I've been looking, for quite awhile, in a northern market that has some of the worst weather in the country. Very low on sunny days. Mid Oct to mid April is 6 months of low gray cloud cover interspersed with a few bright too cold to go outside freezing days. Short short dark days (summers are long days but there is a lot of cloud cover and rain)
So why all the gray in renovations, flips, etc. I mean seriously, gray walls, ok you can repaint but there is gray tile in the kitchens, grayish colored wood flooring, gray carpeting. Seriously suicide inducing. Just looking at pictures on zillow depresses the heck out of me.
Is this the color now?
I've noticed that. Gray? Really? It could work in a very sunny, hot location, but not in a cold region or in the Eastern part of a time zone. A nice, light off-white would be much better in my opinion.
I've noticed that. Gray? Really? It could work in a very sunny, hot location, but not in a cold region or in the Eastern part of a time zone. A nice, light off-white would be much better in my opinion.
We live in a sunny warm area, on the coast. Maybe that is why we love our home.
Because people are sick and tired of seeing yellow tones.
Even in the tile flooring, let alone the walls. "travertine".
Enough with the yellowish. For DECADES - it wasn't a "trend".
When I bought a townhouse in 1987, I had two options. White or yellow-y beige. it was called "almond". For tile and cabinets.
Then a couple years later people got tuned into "decorator" stuff and went to florals, Ralph Lauren, Laura Ashley, yada yada. Nobody HAD those options before mass market accessibility. Only people who knew about "traditional" with the Queen Anne, chintz etc.
You've seen the 80's cabinets? With the "oak" laminate trim?

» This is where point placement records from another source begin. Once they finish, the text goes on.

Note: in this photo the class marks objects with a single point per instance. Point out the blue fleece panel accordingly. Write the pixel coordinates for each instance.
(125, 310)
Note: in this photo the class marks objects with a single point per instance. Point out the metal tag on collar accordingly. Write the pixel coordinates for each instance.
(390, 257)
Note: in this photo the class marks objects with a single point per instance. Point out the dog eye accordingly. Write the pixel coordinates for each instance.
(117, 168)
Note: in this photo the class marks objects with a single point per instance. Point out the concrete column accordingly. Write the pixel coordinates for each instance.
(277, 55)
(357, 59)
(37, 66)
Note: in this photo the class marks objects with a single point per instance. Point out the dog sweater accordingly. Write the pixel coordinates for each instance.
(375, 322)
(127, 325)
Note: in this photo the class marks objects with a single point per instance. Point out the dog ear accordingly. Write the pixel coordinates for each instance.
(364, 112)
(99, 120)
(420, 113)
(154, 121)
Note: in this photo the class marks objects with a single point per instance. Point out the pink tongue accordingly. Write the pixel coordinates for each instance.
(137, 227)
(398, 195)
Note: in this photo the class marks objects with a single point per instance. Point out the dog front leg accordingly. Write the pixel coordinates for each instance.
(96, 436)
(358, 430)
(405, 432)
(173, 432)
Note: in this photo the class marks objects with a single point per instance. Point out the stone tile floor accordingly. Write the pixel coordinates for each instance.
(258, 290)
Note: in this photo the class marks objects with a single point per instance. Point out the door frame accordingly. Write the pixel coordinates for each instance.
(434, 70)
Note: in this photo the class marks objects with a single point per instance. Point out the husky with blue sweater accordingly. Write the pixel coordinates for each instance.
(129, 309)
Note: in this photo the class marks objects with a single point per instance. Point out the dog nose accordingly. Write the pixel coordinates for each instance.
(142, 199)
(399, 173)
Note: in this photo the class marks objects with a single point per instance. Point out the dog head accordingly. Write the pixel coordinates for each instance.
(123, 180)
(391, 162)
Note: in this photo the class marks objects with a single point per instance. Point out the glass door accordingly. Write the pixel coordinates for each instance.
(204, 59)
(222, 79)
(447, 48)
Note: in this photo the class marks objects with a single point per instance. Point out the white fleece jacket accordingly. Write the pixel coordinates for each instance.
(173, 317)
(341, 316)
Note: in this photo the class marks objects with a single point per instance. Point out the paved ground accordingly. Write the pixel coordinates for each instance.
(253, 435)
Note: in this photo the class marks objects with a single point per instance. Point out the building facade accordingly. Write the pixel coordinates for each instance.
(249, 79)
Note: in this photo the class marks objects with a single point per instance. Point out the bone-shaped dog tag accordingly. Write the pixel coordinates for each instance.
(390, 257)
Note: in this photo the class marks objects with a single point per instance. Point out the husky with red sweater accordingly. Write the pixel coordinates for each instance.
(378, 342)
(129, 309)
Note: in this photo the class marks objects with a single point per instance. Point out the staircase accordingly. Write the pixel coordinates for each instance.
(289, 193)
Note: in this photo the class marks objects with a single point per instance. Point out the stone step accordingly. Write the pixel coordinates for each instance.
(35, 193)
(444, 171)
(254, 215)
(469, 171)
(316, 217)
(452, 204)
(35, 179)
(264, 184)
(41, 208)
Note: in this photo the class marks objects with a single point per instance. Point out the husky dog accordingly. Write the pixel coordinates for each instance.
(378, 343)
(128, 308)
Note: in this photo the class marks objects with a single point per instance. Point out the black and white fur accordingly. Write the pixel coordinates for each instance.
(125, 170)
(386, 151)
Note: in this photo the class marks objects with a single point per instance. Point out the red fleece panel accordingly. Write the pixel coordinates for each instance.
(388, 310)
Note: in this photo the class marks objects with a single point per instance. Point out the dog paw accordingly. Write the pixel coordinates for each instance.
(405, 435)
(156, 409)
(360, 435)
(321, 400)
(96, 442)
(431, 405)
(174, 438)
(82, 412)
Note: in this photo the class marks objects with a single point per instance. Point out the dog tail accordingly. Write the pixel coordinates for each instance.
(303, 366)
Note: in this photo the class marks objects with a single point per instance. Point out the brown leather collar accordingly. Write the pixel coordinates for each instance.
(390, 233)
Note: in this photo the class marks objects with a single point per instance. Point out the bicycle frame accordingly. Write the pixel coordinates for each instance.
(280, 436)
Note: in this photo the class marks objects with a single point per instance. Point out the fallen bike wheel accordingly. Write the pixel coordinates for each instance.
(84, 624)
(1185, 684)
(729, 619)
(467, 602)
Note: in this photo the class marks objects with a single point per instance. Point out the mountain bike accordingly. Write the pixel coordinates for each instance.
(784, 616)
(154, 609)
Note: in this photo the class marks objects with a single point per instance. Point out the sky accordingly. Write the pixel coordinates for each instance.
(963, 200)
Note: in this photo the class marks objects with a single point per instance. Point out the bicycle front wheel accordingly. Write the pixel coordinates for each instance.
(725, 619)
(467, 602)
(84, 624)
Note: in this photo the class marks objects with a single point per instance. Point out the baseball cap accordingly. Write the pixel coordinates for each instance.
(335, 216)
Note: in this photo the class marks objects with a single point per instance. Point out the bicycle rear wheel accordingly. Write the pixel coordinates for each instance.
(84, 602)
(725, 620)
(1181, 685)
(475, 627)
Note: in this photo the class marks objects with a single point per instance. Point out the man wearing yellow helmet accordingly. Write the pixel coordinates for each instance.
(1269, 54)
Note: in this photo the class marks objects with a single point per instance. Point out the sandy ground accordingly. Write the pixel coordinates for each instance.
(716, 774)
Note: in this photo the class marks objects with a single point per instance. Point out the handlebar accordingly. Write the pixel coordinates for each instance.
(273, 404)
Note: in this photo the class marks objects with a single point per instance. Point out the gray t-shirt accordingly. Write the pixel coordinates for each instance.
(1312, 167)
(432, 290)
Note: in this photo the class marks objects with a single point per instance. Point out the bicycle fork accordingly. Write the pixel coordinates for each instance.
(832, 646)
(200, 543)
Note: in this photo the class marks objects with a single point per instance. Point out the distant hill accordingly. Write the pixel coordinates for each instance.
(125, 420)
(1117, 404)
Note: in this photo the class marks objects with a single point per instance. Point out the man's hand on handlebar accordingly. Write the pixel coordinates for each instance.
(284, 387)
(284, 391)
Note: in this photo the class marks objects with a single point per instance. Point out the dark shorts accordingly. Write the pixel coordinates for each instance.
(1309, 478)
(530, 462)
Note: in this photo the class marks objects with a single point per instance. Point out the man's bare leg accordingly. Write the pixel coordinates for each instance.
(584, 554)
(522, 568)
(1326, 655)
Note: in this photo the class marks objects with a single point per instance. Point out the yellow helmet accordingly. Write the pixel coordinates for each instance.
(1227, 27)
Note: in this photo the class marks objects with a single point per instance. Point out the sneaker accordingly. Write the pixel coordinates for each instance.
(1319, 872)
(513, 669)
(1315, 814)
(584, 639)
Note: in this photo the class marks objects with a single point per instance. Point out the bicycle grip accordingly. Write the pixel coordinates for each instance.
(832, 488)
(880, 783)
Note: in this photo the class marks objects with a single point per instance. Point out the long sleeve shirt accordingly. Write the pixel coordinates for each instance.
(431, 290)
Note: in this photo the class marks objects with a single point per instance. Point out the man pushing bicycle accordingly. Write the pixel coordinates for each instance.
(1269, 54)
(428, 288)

Still pretty well all grey here. Though a bit more white is coming through. I like colours like the seventies, hated the pinks in the eighties. Trouble is here people dress a lot in grey and black as well. Our kids all wear school uniforms right through high school and I think people just graduate themselves into a work uniform, often black or grey. A dark suit in the corporate world, a black t shirt working for the local pizza restaurant.
Lucky we have a nice bright sky most of the time. Otherwise grey houses, rooms, and also cars, and people is all too depressing.
I've been looking, for quite awhile, in a northern market that has some of the worst weather in the country. Very low on sunny days. Mid Oct to mid April is 6 months of low gray cloud cover interspersed with a few bright too cold to go outside freezing days. Short short dark days (summers are long days but there is a lot of cloud cover and rain)
So why all the gray in renovations, flips, etc. I mean seriously, gray walls, ok you can repaint but there is gray tile in the kitchens, grayish colored wood flooring, gray carpeting. Seriously suicide inducing. Just looking at pictures on zillow depresses the heck out of me.
Is this the color now?
My mother in law had a "decorator friend" redo her whole house in gray, yeah it looked morbid.
Luckily a year later she had a flood and when she redid the damage half of the gray was redone with white.
The gray flooring kills a house for me. My "go to favorite" is a light wood (think bowling alley color) and while it comes and goes it doesn't kill a room like gray or the dark brown from 10 years ago.
I have seen gray houses that I dislike as much as you do.
But, when I had my offices painted last year, I used a lot of gray at the advice of a decorator.
"Agreeable Gray" with lots of colored canvases on the walls, and the canvases really pop out.
I like it a lot more than I ever thought I would.
But, gray walls, cabinets, tile, counters?
Yeah, I agree. Awful. Just awful.
I've always tended to prefer neutral wall colors. I don't want the walls working against whatever I am decorating with. And certainly not dark colored walls for living areas. I like grey as an exterior paint. But fixtures? Gag. Actually, I would consider grey as just barely neutral. Off-white and beige tones are much better.
So I'm kinda on board with the OP - there is enough grey in the weather, I don't need it indoors.